When UK Research and Innovation (UKRI) announced a pause in selected funding calls recently, it framed the measure as temporary: a recalibration rather than a retreat. But in medical science, continuity is not a luxury. It is the mechanism by which clinical programmes, laboratories and, crucially, careers remain viable.
Under normal conditions, UKRI project grant success rates hover at around one in four, depending on council and scheme. Most researchers, therefore, build their careers on repeated applications. As one senior academic once advised me, you “keep chucking things at the wall until something sticks”.
For mid-career scientists on fixed-term or fellowship-based contracts, making something stick is not optional. Project grants sustain laboratory staff, maintain regulatory approvals and signal competitiveness for promotion or permanence.
Competitiveness is judged against metrics that assume uninterrupted funding, so when a funding cycle is removed, the arithmetic shifts. What might register merely as an irritating delay for a senior professor can translate into stalled contracts, a thinning CV and a destabilised career for those in the middle.
The lack of slack in the system is not accidental. UK research is built around a funding system that rarely covers the full economic costs of research. Even UKRI, for example, only covers 80 per cent of the total cost of a project, but, importantly, that includes designated amounts for indirect and estates costs. For universities, these overhead payments are important to sustain infrastructure and administrative support. In many cases, they sustain the capacity to host research at all.
While industry partnerships can attract higher overhead rates, many medical charities fund research generously but make significantly lower, often non-existent, allocations for indirect costs. In a financially constrained environment, departments must consider sustainability. Grants that do not recover costs cannot easily subsidise those that do.
The consequence is a significant narrowing of viable funding routes, particularly for mid-career researchers without permanent posts. At the individual level, applicants at the mid-career stage are actively discouraged from applying for charity funding. At the institutional level, smaller institutions actively discourage everyone from applying for charity funding. If UKRI project grants represent one of the few mechanisms that both sustain research programmes and recover institutional costs, a pause does not merely delay applications, it exposes how dependent the system has become on a continuous flow of overhead-bearing awards.
In one research-intensive department close to me, the effect of the “loss of the middle” on the demographic profile is striking. There are senior academics approaching retirement and a steady influx of doctoral students and junior postdoctoral researchers. What is far less visible is the cohort in between, the 35- to 50-year-olds.

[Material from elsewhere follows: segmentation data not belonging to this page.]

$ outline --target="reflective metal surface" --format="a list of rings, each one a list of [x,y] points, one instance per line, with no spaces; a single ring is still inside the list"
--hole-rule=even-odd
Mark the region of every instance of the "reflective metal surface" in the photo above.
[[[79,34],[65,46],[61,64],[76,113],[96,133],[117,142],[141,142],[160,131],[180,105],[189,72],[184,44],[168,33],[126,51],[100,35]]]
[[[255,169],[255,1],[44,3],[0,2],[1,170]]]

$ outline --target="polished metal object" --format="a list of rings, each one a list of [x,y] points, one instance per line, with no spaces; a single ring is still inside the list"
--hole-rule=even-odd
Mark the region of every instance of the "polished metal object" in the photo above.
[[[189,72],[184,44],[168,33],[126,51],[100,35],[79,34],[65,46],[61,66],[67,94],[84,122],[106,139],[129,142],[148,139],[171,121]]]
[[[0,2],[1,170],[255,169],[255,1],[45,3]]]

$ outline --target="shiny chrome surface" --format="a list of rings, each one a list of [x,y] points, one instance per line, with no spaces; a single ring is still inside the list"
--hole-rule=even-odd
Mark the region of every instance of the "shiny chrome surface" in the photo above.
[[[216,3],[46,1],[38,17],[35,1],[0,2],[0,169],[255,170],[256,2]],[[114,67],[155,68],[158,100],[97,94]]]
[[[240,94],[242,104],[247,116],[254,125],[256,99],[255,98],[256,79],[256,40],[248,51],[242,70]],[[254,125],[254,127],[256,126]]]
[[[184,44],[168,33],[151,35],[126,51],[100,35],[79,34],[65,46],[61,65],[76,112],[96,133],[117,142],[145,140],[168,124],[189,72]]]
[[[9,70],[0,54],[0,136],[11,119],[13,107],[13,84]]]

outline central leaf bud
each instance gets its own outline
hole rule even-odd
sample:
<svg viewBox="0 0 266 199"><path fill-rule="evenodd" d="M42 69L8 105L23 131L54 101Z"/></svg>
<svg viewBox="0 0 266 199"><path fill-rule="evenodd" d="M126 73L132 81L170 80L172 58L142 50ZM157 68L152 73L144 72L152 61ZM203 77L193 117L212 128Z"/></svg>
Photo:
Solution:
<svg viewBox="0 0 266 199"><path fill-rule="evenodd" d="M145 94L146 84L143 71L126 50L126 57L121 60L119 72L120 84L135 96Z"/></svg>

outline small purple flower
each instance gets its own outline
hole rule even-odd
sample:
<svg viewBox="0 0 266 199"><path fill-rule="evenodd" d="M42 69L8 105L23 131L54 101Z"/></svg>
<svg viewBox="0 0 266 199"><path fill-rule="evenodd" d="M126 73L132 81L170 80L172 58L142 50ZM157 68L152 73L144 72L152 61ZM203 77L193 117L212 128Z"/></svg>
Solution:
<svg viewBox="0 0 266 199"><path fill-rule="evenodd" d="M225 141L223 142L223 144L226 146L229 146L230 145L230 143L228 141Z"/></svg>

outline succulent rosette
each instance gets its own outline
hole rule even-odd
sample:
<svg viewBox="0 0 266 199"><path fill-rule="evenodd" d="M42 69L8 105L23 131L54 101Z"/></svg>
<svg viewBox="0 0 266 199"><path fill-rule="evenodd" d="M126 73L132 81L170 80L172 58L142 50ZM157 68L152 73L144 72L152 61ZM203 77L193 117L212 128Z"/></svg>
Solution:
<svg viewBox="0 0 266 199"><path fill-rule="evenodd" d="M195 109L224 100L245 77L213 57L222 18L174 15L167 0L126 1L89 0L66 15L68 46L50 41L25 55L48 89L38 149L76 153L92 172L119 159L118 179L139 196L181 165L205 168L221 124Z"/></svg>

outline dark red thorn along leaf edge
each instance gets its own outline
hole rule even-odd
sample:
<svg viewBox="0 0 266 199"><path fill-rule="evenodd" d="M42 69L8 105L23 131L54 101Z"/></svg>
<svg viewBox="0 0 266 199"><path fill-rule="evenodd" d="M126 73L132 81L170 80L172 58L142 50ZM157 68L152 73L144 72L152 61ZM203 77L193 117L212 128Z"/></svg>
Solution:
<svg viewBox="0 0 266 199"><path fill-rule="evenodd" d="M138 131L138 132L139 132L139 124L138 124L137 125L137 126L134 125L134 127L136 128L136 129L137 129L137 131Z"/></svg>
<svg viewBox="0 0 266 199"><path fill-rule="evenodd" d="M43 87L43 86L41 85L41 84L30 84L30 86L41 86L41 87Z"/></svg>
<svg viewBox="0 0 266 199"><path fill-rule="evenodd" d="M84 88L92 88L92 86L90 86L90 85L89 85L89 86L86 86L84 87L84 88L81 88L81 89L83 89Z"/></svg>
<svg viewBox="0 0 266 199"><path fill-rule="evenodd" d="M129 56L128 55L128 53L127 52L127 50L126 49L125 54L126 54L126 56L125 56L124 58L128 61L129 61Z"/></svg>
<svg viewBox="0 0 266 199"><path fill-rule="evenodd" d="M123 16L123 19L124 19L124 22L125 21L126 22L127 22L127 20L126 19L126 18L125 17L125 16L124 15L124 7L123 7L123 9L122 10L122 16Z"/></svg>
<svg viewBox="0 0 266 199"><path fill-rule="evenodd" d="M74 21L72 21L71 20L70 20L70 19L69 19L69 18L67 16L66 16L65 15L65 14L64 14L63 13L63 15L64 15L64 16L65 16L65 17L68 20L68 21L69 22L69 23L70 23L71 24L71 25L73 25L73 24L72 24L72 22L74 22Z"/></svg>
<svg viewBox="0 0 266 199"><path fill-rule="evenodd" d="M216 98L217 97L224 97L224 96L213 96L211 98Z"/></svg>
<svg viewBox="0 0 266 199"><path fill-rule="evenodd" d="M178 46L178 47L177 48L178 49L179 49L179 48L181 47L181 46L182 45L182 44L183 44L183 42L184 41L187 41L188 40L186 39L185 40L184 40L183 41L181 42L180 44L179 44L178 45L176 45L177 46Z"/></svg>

The implications will be subtle at first. Laboratories will continue to function. Grant applications will still be submitted. But mid-career scientists perform work that is difficult to replace. Senior professors rarely stand at the bench. Doctoral students do not design clinical trials. The glue that holds together medical science often sits in the middle: supervising experiments, navigating regulatory frameworks, refining methodology and training the next generation in skills not easily captured in grant metrics. The gradual erosion of this expertise, continuity and institutional memory will become apparent only after several years, but it will be dramatic nonetheless.
Funding volatility also shapes the type of research that is sustained. Larger, well-established groups and, to some extent, well-known institutions are better positioned to absorb short-term disruption. They enjoy diversified funding portfolios and reputational capital that allow them to weather uncertainty. Smaller and mid-sized groups, often led by mid-career researchers, operate with a considerably smaller margin.
Large programmes are essential for scale and reproducibility, but a healthy research ecosystem depends on heterogeneity: on the coexistence of expansive centres and agile, independent groups. The latter are frequently conceptual risk-takers, so when fragility disproportionately affects them, innovation across the system risks narrowing.
Biomedical researchers are internationally mobile. The UK competes for talent with systems that offer longer grant durations, larger awards or more predictable funding environments. We have already seen the reluctance of international scientists to move to the UK after Brexit: the UKRI funding pause will only make the UK even less attractive.
The same goes for home-grown talent. The issue is not that a single pause will trigger an exodus, but that repeated uncertainty reshapes incentives. For a mid-career scientist weighing long-term prospects, stability matters – and the UK funding landscape is becoming a more precarious place to try to build a career. And this effect trickles down: I no longer recommend an academic career path to any of my junior trainees.
The UKRI funding pause may indeed prove temporary. But if the loss of a single cycle materially destabilises a career stage central to training, translation and methodological continuity, this suggests a funding ecosystem operating with minimal resilience.
The question, therefore, is not simply how quickly calls resume. It is what this fragility reveals about how we value scientific labour. It amplifies doubts about whether the structure beneath British medical research is robust enough to sustain the middle on which it depends.
The writer is a mid-career academic at a UK research-intensive university.